In support of the Department of Energy’s Atmospheric Radiation Measurement user facility, staff from Pacific Northwest National Laboratory updated ingests and worked on science data products for the 2019–2020 Multidisciplinary Drifting Observatory for the Study of Arctic Climate expedition.

(Photo by Matthew Shupe | University of Colorado Boulder)

Over the past 30-plus years, the Atmospheric Radiation Measurement (ARM) user facility has collected measurements from all seven continents and five oceans. In remote and urban regions, more than 460 ARM instruments gather data on clouds, precipitation, solar and infrared energy, aerosols, and other environmental elements.
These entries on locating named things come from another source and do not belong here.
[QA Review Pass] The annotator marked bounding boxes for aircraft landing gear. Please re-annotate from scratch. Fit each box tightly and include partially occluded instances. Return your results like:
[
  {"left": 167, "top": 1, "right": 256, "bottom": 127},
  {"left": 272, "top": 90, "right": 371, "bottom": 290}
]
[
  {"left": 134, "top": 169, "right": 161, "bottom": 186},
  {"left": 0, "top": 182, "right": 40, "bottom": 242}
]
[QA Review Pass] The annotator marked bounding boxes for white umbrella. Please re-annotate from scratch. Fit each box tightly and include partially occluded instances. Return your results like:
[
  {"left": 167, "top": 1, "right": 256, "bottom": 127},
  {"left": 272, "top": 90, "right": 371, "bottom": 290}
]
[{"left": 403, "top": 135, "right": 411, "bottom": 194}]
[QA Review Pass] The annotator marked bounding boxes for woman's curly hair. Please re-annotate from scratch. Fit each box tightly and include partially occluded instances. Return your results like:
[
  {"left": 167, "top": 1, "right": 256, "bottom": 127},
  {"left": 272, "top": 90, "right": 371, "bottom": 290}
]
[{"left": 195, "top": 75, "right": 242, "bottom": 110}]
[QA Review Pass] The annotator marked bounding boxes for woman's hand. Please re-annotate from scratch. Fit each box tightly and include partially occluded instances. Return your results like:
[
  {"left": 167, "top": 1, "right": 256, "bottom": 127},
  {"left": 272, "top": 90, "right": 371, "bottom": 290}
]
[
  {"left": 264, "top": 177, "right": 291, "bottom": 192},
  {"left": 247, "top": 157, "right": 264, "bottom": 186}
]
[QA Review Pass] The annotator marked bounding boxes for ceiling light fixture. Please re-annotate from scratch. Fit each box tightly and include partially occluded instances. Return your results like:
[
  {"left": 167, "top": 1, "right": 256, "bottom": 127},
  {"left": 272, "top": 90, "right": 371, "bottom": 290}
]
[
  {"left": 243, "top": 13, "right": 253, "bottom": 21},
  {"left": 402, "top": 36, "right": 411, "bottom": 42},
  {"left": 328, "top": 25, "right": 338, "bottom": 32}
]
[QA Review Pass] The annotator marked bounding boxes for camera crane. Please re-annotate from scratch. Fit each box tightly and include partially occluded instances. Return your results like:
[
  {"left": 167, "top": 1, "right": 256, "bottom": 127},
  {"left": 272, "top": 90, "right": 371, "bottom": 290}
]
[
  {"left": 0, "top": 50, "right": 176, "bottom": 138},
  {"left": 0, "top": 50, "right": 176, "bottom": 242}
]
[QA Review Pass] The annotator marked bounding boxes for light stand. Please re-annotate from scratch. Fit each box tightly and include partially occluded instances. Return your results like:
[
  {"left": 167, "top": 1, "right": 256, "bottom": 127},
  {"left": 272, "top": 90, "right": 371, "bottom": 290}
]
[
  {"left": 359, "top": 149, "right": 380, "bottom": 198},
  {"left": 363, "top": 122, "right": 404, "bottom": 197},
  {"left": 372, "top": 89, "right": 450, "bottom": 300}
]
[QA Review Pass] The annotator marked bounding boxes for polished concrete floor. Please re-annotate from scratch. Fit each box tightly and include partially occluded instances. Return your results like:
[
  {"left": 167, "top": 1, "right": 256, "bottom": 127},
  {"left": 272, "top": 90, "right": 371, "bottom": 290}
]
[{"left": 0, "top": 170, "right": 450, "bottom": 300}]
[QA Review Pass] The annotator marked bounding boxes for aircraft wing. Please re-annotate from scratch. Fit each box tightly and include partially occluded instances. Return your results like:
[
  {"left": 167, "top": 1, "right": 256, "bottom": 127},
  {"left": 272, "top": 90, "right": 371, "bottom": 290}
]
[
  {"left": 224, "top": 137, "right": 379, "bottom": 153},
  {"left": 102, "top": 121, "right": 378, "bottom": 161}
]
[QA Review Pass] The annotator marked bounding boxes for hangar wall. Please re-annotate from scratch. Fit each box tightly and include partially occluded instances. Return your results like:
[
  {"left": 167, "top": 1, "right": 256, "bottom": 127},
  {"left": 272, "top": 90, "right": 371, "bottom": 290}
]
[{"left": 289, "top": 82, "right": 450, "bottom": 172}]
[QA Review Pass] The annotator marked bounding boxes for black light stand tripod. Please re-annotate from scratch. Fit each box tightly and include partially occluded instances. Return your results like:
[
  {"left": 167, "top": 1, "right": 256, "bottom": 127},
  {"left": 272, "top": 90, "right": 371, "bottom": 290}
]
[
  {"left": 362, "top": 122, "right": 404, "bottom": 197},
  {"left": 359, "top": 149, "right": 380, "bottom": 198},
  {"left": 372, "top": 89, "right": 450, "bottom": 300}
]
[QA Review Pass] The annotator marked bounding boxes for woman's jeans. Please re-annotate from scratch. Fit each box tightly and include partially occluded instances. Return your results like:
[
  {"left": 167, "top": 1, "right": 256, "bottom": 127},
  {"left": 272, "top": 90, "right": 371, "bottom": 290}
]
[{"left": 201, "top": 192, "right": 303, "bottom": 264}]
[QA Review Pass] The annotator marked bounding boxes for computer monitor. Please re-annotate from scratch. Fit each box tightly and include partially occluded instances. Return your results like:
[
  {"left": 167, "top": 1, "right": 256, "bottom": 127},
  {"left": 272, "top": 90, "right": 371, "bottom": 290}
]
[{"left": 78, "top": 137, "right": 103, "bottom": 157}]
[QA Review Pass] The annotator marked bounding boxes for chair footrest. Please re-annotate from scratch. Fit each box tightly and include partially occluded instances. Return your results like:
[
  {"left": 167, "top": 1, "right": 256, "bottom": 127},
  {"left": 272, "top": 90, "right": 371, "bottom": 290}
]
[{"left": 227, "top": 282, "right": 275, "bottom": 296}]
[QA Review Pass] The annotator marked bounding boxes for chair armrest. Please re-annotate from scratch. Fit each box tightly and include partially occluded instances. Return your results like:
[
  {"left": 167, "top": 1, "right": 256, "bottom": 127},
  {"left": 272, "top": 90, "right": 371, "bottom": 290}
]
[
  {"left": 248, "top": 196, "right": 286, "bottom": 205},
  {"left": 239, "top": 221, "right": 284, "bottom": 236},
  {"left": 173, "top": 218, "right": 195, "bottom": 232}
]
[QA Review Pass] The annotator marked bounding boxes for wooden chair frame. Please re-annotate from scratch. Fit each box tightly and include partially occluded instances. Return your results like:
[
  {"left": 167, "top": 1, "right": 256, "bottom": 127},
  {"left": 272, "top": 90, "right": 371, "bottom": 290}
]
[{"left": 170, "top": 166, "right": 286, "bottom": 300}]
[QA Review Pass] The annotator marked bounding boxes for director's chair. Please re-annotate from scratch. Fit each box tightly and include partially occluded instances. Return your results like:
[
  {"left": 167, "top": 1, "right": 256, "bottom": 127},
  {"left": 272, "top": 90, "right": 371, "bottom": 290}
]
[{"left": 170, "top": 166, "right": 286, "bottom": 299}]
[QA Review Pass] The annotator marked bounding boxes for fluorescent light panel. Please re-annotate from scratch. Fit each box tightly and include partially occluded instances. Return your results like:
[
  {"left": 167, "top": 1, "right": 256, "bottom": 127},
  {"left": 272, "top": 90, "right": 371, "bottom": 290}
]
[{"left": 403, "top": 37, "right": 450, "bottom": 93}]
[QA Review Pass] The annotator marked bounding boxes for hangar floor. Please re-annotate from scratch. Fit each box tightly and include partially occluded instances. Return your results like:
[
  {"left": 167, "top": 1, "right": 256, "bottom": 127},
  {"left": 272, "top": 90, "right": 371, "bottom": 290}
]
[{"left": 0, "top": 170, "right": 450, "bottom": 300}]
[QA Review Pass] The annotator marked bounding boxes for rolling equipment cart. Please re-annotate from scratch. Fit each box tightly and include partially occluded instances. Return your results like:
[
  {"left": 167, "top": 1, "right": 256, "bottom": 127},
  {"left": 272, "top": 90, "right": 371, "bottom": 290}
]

All of that data produces a unique picture of how Earth systems are changing—and how they might have looked in preindustrial times. This is an attractive draw for the more than 1,000 users who download data on average each year from ARM, a Department of Energy (DOE) Office of Science user facility.

Every day, the Advanced Computing, Mathematics, and Data (ACMD) Division at Pacific Northwest National Laboratory (PNNL) help ARM deliver high-quality, continuous atmospheric data at no cost to scientists worldwide.

Most of the ACMD staff who support ARM are spread across three teams within the division’s Software and Data Systems Engineering Group, including the Data Services, Infrastructure and Systems Deployment, and Scientific Software Engineering teams.

Staff prepare ingest software for ARM to process data from instruments in the field. Before an ARM mobile deployment, software developers routinely update more than 60 ingests.

ACMD staff are also responsible for developing higher-order science data products. Staff employ algorithms to combine measurements from multiple instruments, creating more usable and meaningful data products.

These products, known as value-added products (VAPs), typically compute geophysical variables that instruments do not measure directly, such as liquid water path. Some VAPs are “best estimate” products or packaged for modelers. ACMD staff are responsible for 50 active VAPs, including one that uses artificial intelligence to produce a cloud mask from lidar data.

In addition, ACMD staff create and support tools and processes to aid data flow and discoverability.

ARM is celebrating 30 years of serving the research community. In this short video, see how ARM data are collected, processed, evaluated, and distributed to researchers worldwide. (Video: Atmospheric Radiation Measurement user facility)

To help streamline ingest and VAP development, Software Engineer Krista Gaustad led a group of developers, including Software Engineers Sherman Beus, Brian Ermold, and Timothy Shippert, in creating the ARM Data Integrator. This open-source framework makes it much easier to process raw instrument data and combine and transform diverse data sets into higher-order products.

Earth Scientist Jennifer Comstock is a team leader and also serves as ARM’s first associate director for research. In her ARM role, Comstock oversees research and science product development across multiple DOE national laboratories.

ARM’s organization chart also features a trio of ACMD software engineers in technical leadership positions. Beus oversees ARM’s data flow software and website development, Ermold leads ingest development, and Gaustad is responsible for the data product software and development workflow.

Early in ARM’s history, several present-day ACMD staff managed and supported ARM’s Data Management Facility at PNNL. This facility helped ARM standardize and centralize data processes that were previously handled by different sites around the world.

As technology and user needs have evolved, so have ARM’s approaches to collecting, processing, evaluating, storing, and distributing data. Thanks to the work of ACMD staff and colleagues from PNNL and other DOE national laboratories, ARM remains the world’s premier ground-based observations facility in its fourth decade.